Really love this style of playing though. Looking forward to you covering Church St Blues at some point in the future.
Thanks for these great lessons!
Lewis, psychology indeed! You're sounding really good! I especially like the groove you get. It's got a real nice weight to it.
I'm loving hearing everyone playing these songs!
Hey Chris - I love the Tony Rice crosspicking fill thing. I really like the sound of it using the down down up. The alternate picking is nice, but it sounds like theres a slight swing in the down down up that isn't there the other way.
I've had a couple of failed attempts in the past at getting it into my playing - when I try it, it introduces a LOT of tension...I think maybe because I haven't practiced rest strokes enough? The technique seems to sound best when the bass note right before the crosspicking and the first downstroke of the crosspicking figure itself are rest strokes. Gotta work on it!

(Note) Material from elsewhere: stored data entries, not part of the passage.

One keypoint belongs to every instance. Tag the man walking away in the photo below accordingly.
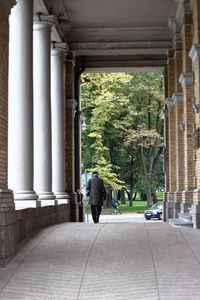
(97, 193)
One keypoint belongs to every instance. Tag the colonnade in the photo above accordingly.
(41, 112)
(182, 115)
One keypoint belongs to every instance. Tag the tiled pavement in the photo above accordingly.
(106, 261)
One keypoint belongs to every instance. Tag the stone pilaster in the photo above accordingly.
(20, 123)
(172, 158)
(195, 56)
(70, 104)
(180, 126)
(178, 100)
(42, 110)
(57, 118)
(7, 206)
(186, 80)
(166, 148)
(172, 134)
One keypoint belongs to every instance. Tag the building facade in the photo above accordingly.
(45, 45)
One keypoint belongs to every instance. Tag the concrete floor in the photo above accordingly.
(110, 261)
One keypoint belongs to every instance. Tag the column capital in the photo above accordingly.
(43, 21)
(177, 97)
(70, 58)
(170, 102)
(184, 8)
(194, 53)
(59, 48)
(70, 103)
(165, 112)
(170, 54)
(185, 79)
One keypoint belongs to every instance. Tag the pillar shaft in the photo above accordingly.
(188, 94)
(57, 117)
(42, 111)
(70, 104)
(20, 143)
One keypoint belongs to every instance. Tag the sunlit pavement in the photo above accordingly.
(110, 260)
(123, 218)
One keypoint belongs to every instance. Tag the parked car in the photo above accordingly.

Thanks for this great lesson
Thanks for this lesson - I've been having a lot of fun working on this tune. I'd appreciate any general feedback you have, and also specifically around whether you think I'm over-using hammers and pulls (which so far I'm pretty reliant on to get round the tune at something apporaching a picking-session-ready tempo).
Lewis, GREAT job! You've pulled off the difficult balancing act of playing with a propulsive forward motion and sounding (and looking) super relaxed. There is a real flow to your performance that is wonderful. However you are doing that, keep doing it! So I don't Really have any input on how to play that better, but I would ask the question: can you maintain that sense of relaxation and flow while you're improvising/playing without the safety net of knowing what's coming next?
Thanks so much for a great lesson (they're all great obviously) .... I hadn't heard this song before and really love it, and have been hunting down as many different versions of it I can find to see how different people have approached it. It's a challenge for me because really when it comes to singing I'm more of a "belter" and this song clearly needs that plaintive, earnest approach. My voice sounds kind of lacking in definition in that mode so it;s something I need to work on. This is a great song to do that with.
Any input gratefully received!
Hi Lewis, you have a great voice and great vocal control! I like your version, but my first suggestion to make it less "belt-y" would be to drop it down a half step to C. The lower key will make it sound a little darker.
The other thing that you might try is speaking the lyrics of the song a few times while you play through the chords. Try to find a natural cadence and expressiveness that way. See if that informs how you sing it.